En disant ceci, je touchais la corde sensible qui réveillait toutes ses douleurs. Il vint sur moi d’un air furieux, comme déterminé à m’arracher de force ma secrète pensée. Une sorte d’avertissement soudain parut lui faire changer d’idée ; il retourna en arrière avec un tremblement convulsif, en s’écriant : « Maudit soit mille fois le monde et les lois qui le gouvernent ! L’honneur, la vertu, la justice ! toutes jongleries de fripons ! J’abîmerais tout à l’heure l’univers entier dans le néant, si j’en avais le pouvoir.

— Ah ! monsieur, répliquai-je, les choses ne sont pas si mal que vous le supposez. Le monde a été fait pour que les sages le conduisissent à leur gré ; ses affaires ne peuvent être en de meilleures mains que dans celles des vrais héros ; et comme, au bout du compte, ce sont là les amis et les protecteurs naturels de la société, la multitude n’a qu’à les contempler, se régler sur eux et admirer. »

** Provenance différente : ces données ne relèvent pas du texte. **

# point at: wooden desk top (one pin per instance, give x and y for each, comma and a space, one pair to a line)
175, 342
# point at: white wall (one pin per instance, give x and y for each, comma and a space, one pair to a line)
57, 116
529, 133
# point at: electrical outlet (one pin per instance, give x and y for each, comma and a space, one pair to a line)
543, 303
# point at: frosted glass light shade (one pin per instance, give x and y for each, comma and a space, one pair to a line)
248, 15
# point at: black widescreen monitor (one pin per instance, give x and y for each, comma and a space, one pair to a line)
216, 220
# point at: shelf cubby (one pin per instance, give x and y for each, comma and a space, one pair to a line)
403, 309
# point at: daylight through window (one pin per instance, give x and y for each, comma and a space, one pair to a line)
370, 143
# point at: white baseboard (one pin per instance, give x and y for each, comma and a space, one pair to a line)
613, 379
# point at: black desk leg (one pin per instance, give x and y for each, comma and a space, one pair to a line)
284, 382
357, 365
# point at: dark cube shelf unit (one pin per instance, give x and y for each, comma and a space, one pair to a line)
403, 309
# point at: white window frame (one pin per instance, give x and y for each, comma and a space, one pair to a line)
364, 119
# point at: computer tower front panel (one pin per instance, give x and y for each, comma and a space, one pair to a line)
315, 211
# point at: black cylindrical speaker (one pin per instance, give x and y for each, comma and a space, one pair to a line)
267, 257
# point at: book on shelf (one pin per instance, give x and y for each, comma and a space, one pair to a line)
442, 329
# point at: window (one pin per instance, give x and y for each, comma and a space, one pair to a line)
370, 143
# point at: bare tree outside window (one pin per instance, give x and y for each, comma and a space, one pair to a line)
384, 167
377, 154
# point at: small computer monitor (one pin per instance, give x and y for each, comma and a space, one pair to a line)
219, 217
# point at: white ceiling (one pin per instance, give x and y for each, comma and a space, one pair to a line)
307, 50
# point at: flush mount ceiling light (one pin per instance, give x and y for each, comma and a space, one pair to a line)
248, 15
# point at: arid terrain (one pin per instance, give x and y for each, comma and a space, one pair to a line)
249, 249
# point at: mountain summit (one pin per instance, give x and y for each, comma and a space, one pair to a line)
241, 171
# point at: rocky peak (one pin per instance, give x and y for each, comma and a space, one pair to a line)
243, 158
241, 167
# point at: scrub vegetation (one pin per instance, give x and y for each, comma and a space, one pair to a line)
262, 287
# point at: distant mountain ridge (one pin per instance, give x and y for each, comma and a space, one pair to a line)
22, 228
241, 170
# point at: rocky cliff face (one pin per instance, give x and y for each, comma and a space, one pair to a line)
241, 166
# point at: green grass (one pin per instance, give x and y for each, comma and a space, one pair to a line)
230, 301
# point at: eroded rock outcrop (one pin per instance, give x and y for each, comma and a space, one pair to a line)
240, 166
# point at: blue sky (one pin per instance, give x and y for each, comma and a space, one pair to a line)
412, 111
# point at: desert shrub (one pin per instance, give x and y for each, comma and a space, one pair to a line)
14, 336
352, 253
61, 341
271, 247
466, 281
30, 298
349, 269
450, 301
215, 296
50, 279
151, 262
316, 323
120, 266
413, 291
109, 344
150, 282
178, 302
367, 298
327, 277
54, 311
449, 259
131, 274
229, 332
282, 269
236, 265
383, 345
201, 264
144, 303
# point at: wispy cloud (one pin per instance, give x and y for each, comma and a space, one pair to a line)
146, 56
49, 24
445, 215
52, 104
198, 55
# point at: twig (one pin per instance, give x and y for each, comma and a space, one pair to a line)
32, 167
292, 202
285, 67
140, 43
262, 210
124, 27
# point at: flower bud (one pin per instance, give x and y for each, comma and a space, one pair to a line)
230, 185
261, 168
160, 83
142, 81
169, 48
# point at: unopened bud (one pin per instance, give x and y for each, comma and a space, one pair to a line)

M. Falkland fit un grand effort pour recouvrer sa tranquillité. « Williams, dit-il, vous me donnez une excellente leçon. Vous avez des idées justes des choses, et j’augure très-bien de vous. Je veux être maître de moi ; je me dompterai, j’oublierai le passé et ferai mieux pour l’avenir. L’avenir ! l’avenir est toujours à nous.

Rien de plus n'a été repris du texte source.